Be sure to look for our review of his new book, Gap Life, which received a highly recommended rating in the November-December issue of School Library Connection. Subscribers can see our complete archive of reviews on reVIEWS+.
John Coy loves writing, and sharing that process with students is one of the things he loves the most about school visits. “It’s so different compared with what many of them imagine, with lots of false starts, mistakes, and rejection,” he tells us. “It’s an amazing process to start with nothing other than an idea and turn it into a book. I love inspiring students to see reading and writing in new ways.”
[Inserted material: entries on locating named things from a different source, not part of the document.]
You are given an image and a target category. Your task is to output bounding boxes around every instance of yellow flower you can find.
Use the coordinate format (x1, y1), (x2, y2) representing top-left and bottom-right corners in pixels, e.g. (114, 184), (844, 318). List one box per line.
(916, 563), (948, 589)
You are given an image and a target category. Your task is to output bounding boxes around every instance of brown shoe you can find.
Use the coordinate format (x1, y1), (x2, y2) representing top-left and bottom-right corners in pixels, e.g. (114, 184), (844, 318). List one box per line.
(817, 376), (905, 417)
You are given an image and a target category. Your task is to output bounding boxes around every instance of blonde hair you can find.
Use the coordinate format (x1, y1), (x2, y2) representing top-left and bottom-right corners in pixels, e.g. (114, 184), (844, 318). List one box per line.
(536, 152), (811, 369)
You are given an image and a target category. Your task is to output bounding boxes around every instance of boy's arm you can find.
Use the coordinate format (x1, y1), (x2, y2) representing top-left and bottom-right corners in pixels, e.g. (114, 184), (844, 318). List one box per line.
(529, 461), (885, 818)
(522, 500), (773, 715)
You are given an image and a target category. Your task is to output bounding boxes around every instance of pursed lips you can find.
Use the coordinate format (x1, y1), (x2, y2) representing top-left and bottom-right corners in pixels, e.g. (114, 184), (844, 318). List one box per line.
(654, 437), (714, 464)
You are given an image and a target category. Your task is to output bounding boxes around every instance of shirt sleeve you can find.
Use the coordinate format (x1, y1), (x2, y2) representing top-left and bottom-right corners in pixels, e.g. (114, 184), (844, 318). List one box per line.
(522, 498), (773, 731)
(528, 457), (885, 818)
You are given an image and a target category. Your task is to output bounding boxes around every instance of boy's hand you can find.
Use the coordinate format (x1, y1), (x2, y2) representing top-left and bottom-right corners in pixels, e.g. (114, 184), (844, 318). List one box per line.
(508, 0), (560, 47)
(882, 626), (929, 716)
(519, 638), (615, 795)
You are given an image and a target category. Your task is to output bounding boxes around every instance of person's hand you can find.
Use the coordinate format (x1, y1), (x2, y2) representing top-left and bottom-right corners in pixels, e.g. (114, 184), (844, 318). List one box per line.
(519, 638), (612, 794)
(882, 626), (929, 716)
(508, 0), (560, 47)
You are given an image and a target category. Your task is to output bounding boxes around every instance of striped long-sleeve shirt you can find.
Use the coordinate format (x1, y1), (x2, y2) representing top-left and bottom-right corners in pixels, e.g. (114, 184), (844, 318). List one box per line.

He also encourages teachers and librarians to try their hand at writing: “Many teachers and librarians enjoyed writing when they were younger but don’t get many opportunities to write for pleasure now. I’ve been in schools lately where teachers and librarians have set up writing groups where they write together and read their writing to each other. These groups have many benefits including giving instructors a stronger sense of what students are struggling with as well as students being able to see their instructors as writers. With writing, we’re all in it together, all of us trying to become better.”
Coy writes books for all age groups. His picture books include Night Driving, Vroomaloom Zoom, Hoop Genius, and Their Great Gift; middle schoolers can enjoy For Extreme-Sports Crazy Boys Only, Eyes on the Goal, Top of the Order, and more; and for those young adults there’s Gap Life, Crackback, and Box Out. Many of his titles feature sports, especially basketball—in fact, Coy is a member of Read to Achieve’s NBA Reading All-Star Team—but most often, the sport is simply the backdrop to the more central theme of growing as a person. When asked what he would like his readers to take away from his books, he replied: “I hope they enjoy them. For picture books, I hope they like reading them over and over. My YA and middle-grade novels are about identity, and I think many of us can use characters we connect strongly with as we decide who we are and who we want to be.”
We all know children need characters with whom they can connect and Coy would like to remind teachers and librarians how important a role they play in this. “Teachers and librarians,” he insists, “change lives. I see this over and over but sometimes teachers and librarians don’t get to see the direct connection to the lives they change. They don’t just change the lives of individual students, they change the lives of the descendants of those students. I am the beneficiary of the teachers and librarians who changed my life and the lives of those who came before me. For that, I am grateful.”